AutoMedEval: Harnessing Language Models for Automatic Medical Capability Evaluation
Xiechi Zhang, Zetian Ouyang, Linlin Wang, Gerard de Melo, Zhu Cao, Xiaoling Wang, Ya Zhang, Yanfeng Wang, Liang He
TL;DR
This work presents AutoMedEval, an open-source 13B evaluator designed to automatically assess the QA capabilities of medical LLMs with high fidelity to human judgments. It introduces a retrieval-augmented instruction dataset and a hierarchical training regime comprising curriculum instruction tuning and iterative knowledge introspection to embed professional medical evaluation criteria. Extensive human evaluations and ablation studies show AutoMedEval outperforming baselines and achieving strong correlations with expert judgments, while remaining open and reproducible for privacy-conscious medical settings. The method offers a data-efficient path to reliable, scalable medical model evaluation with potential to reduce reliance on costly human assessment.
Abstract
With the proliferation of large language models (LLMs) in the medical domain, there is increasing demand for improved evaluation techniques to assess their capabilities. However, traditional metrics like F1 and ROUGE, which rely on token overlaps to measure quality, significantly overlook the importance of medical terminology. While human evaluation tends to be more reliable, it can be very costly and may as well suffer from inaccuracies due to limits in human expertise and motivation.

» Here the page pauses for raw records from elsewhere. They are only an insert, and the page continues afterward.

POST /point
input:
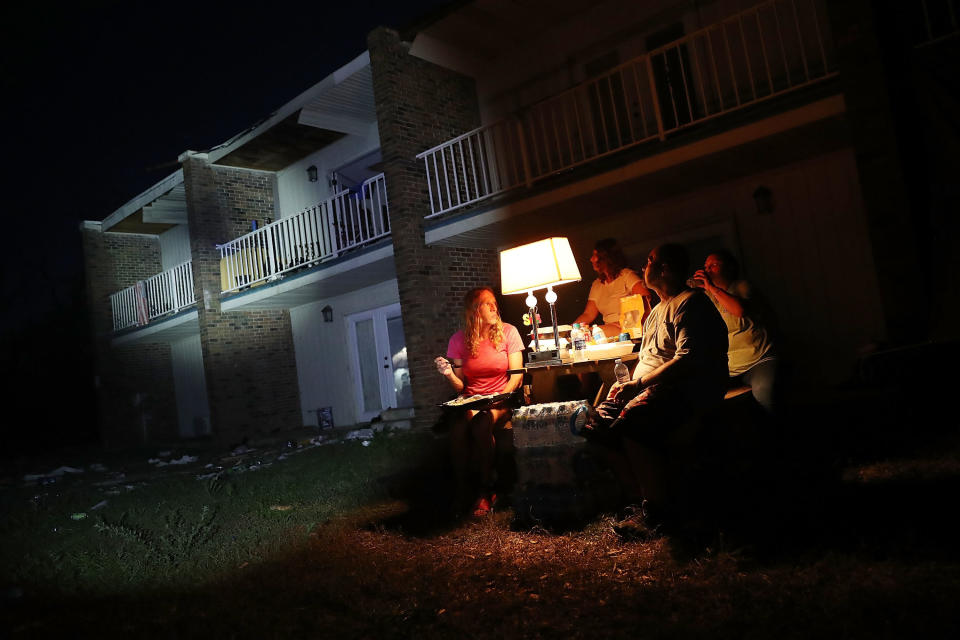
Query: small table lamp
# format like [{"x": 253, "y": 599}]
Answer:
[{"x": 542, "y": 264}]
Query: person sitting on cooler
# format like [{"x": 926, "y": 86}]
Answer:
[{"x": 478, "y": 357}]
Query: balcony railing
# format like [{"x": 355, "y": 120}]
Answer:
[
  {"x": 939, "y": 21},
  {"x": 167, "y": 292},
  {"x": 342, "y": 222},
  {"x": 768, "y": 50}
]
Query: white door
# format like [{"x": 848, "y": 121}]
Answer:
[{"x": 378, "y": 352}]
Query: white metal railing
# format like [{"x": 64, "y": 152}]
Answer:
[
  {"x": 167, "y": 292},
  {"x": 771, "y": 49},
  {"x": 343, "y": 221},
  {"x": 940, "y": 21}
]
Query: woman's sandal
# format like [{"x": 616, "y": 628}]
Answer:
[{"x": 484, "y": 505}]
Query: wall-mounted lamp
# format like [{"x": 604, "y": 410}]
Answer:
[{"x": 763, "y": 197}]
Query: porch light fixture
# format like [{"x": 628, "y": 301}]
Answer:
[{"x": 538, "y": 265}]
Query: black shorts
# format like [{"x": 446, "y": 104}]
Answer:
[{"x": 652, "y": 416}]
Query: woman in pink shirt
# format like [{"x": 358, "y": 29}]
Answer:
[{"x": 478, "y": 357}]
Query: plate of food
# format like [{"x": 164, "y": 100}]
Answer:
[{"x": 483, "y": 401}]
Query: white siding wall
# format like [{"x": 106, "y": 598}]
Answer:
[
  {"x": 324, "y": 369},
  {"x": 553, "y": 59},
  {"x": 175, "y": 246},
  {"x": 191, "y": 387},
  {"x": 811, "y": 257},
  {"x": 295, "y": 192}
]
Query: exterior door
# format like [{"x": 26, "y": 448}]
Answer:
[{"x": 378, "y": 352}]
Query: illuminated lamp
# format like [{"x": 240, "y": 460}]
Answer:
[{"x": 538, "y": 265}]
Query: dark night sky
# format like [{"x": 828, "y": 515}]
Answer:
[{"x": 99, "y": 99}]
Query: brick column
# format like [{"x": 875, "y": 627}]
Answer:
[
  {"x": 419, "y": 105},
  {"x": 892, "y": 224},
  {"x": 248, "y": 356},
  {"x": 136, "y": 400}
]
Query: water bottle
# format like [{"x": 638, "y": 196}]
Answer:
[
  {"x": 599, "y": 336},
  {"x": 620, "y": 370},
  {"x": 579, "y": 342}
]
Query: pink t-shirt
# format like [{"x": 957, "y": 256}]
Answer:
[{"x": 487, "y": 373}]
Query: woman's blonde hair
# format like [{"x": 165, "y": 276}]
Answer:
[{"x": 473, "y": 323}]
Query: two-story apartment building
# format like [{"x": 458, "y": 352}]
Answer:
[
  {"x": 763, "y": 128},
  {"x": 255, "y": 285}
]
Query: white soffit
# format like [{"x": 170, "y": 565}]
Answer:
[
  {"x": 347, "y": 107},
  {"x": 170, "y": 208},
  {"x": 148, "y": 197},
  {"x": 355, "y": 103}
]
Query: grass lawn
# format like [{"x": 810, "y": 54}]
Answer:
[{"x": 346, "y": 540}]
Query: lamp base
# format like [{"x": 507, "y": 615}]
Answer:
[{"x": 543, "y": 358}]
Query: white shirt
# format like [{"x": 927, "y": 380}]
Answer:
[{"x": 607, "y": 295}]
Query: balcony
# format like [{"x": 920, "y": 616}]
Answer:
[
  {"x": 340, "y": 233},
  {"x": 772, "y": 49},
  {"x": 163, "y": 294}
]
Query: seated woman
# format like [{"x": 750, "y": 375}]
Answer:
[
  {"x": 615, "y": 281},
  {"x": 751, "y": 356},
  {"x": 479, "y": 356}
]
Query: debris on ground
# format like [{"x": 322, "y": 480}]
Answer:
[{"x": 359, "y": 434}]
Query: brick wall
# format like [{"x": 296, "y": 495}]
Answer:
[
  {"x": 248, "y": 356},
  {"x": 891, "y": 223},
  {"x": 418, "y": 106},
  {"x": 136, "y": 400}
]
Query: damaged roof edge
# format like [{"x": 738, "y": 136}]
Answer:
[
  {"x": 135, "y": 204},
  {"x": 332, "y": 80}
]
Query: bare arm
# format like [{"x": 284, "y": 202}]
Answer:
[
  {"x": 452, "y": 371},
  {"x": 730, "y": 302},
  {"x": 514, "y": 361},
  {"x": 640, "y": 289},
  {"x": 589, "y": 313},
  {"x": 664, "y": 373}
]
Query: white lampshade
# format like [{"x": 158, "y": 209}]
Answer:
[{"x": 537, "y": 265}]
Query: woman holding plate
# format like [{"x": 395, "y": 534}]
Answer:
[{"x": 478, "y": 357}]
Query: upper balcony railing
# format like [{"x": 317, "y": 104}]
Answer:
[
  {"x": 344, "y": 221},
  {"x": 167, "y": 292},
  {"x": 940, "y": 21},
  {"x": 768, "y": 50}
]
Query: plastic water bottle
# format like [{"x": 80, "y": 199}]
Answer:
[
  {"x": 579, "y": 342},
  {"x": 620, "y": 370},
  {"x": 599, "y": 336}
]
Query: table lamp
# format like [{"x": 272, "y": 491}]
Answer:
[{"x": 542, "y": 264}]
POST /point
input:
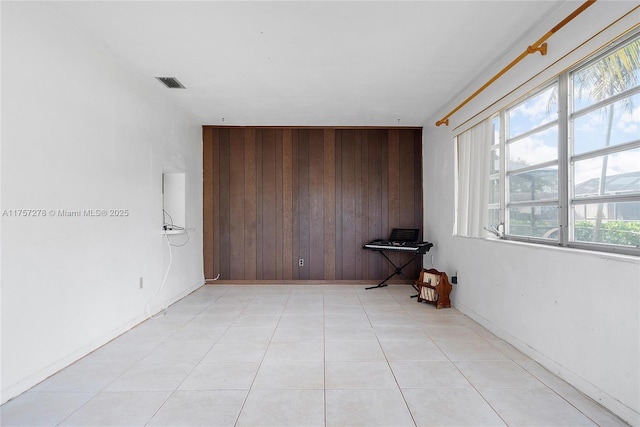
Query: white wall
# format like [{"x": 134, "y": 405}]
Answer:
[
  {"x": 81, "y": 132},
  {"x": 577, "y": 313}
]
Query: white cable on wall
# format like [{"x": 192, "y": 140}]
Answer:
[{"x": 164, "y": 279}]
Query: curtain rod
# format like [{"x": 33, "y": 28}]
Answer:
[{"x": 539, "y": 46}]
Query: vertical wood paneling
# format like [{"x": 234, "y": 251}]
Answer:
[
  {"x": 329, "y": 200},
  {"x": 338, "y": 209},
  {"x": 225, "y": 205},
  {"x": 349, "y": 195},
  {"x": 236, "y": 202},
  {"x": 295, "y": 242},
  {"x": 269, "y": 203},
  {"x": 393, "y": 167},
  {"x": 287, "y": 204},
  {"x": 316, "y": 203},
  {"x": 373, "y": 262},
  {"x": 278, "y": 201},
  {"x": 274, "y": 195},
  {"x": 250, "y": 212},
  {"x": 360, "y": 188},
  {"x": 259, "y": 200},
  {"x": 207, "y": 200},
  {"x": 303, "y": 203},
  {"x": 215, "y": 151}
]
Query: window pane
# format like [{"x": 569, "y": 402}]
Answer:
[
  {"x": 494, "y": 218},
  {"x": 534, "y": 149},
  {"x": 621, "y": 175},
  {"x": 614, "y": 124},
  {"x": 612, "y": 223},
  {"x": 607, "y": 77},
  {"x": 495, "y": 161},
  {"x": 534, "y": 221},
  {"x": 535, "y": 111},
  {"x": 540, "y": 184},
  {"x": 494, "y": 191}
]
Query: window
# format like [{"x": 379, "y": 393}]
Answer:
[{"x": 565, "y": 161}]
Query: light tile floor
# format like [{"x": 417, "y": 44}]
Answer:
[{"x": 305, "y": 355}]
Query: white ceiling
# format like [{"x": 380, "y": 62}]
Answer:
[{"x": 326, "y": 63}]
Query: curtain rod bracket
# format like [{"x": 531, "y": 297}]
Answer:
[
  {"x": 539, "y": 46},
  {"x": 542, "y": 49}
]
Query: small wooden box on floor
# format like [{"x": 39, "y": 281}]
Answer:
[{"x": 434, "y": 288}]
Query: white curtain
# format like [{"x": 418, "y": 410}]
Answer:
[{"x": 473, "y": 163}]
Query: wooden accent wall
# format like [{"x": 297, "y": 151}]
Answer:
[{"x": 273, "y": 196}]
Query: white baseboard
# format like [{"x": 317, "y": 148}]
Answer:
[
  {"x": 27, "y": 383},
  {"x": 624, "y": 412}
]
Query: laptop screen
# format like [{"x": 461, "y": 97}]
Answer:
[{"x": 404, "y": 235}]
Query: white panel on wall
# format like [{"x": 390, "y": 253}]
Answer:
[{"x": 173, "y": 199}]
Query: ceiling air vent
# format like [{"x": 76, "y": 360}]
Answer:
[{"x": 171, "y": 82}]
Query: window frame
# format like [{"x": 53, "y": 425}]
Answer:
[{"x": 566, "y": 201}]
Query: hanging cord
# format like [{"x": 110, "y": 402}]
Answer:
[{"x": 164, "y": 279}]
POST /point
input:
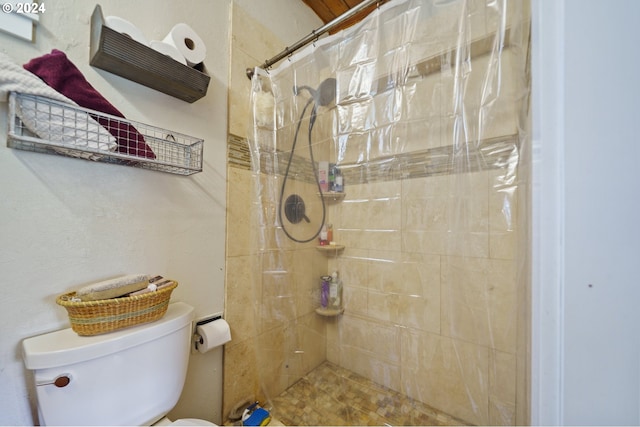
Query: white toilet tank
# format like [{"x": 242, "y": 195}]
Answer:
[{"x": 128, "y": 377}]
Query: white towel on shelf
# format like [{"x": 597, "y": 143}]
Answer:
[{"x": 50, "y": 121}]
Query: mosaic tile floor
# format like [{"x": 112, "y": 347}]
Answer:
[{"x": 330, "y": 395}]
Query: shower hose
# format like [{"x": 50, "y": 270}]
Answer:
[{"x": 312, "y": 120}]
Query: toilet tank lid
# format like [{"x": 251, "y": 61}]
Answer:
[{"x": 65, "y": 347}]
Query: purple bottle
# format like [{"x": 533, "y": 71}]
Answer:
[{"x": 324, "y": 291}]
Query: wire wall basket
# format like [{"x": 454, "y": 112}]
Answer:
[{"x": 48, "y": 126}]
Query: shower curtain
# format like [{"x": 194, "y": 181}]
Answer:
[{"x": 421, "y": 112}]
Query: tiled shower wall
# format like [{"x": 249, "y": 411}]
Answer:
[
  {"x": 243, "y": 366},
  {"x": 435, "y": 297}
]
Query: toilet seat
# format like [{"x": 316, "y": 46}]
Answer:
[
  {"x": 183, "y": 422},
  {"x": 192, "y": 422}
]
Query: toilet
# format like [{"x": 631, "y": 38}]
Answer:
[{"x": 131, "y": 377}]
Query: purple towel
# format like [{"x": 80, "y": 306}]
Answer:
[{"x": 62, "y": 75}]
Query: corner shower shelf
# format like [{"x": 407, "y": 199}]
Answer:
[
  {"x": 333, "y": 196},
  {"x": 125, "y": 57},
  {"x": 46, "y": 126},
  {"x": 330, "y": 249},
  {"x": 329, "y": 312}
]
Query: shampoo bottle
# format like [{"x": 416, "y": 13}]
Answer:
[{"x": 335, "y": 292}]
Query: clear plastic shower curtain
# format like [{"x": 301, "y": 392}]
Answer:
[{"x": 405, "y": 137}]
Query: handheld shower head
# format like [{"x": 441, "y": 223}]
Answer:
[{"x": 324, "y": 95}]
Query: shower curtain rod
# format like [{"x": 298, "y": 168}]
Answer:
[{"x": 314, "y": 35}]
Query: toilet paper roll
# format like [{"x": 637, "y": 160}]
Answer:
[
  {"x": 212, "y": 335},
  {"x": 127, "y": 28},
  {"x": 167, "y": 49},
  {"x": 188, "y": 43}
]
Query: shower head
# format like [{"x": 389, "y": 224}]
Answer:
[{"x": 324, "y": 95}]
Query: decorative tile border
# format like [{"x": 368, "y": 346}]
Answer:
[{"x": 492, "y": 153}]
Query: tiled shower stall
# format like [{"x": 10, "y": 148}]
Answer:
[{"x": 434, "y": 266}]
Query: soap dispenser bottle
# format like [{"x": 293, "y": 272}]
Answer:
[{"x": 335, "y": 292}]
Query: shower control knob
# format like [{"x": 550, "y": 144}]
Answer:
[{"x": 59, "y": 381}]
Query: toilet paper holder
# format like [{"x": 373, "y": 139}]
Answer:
[{"x": 207, "y": 335}]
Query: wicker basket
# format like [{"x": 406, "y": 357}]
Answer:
[{"x": 101, "y": 316}]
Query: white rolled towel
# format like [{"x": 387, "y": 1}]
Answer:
[{"x": 113, "y": 288}]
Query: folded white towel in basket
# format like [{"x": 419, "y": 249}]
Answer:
[{"x": 51, "y": 121}]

Although there are some evaluation methods based on LLMs, their usability in the medical field is limited due to their proprietary nature or lack of expertise. To tackle these challenges, we present AutoMedEval, an open-sourced automatic evaluation model with 13B parameters specifically engineered to measure the question-answering proficiency of medical LLMs. The overarching objective of AutoMedEval is to assess the quality of responses produced by diverse models, aspiring to significantly reduce the dependence on human evaluation. Specifically, we propose a hierarchical training method involving curriculum instruction tuning and an iterative knowledge introspection mechanism, enabling AutoMedEval to acquire professional medical assessment capabilities with limited instructional data. Human evaluations indicate that AutoMedEval surpasses other baselines in terms of correlation with human judgments.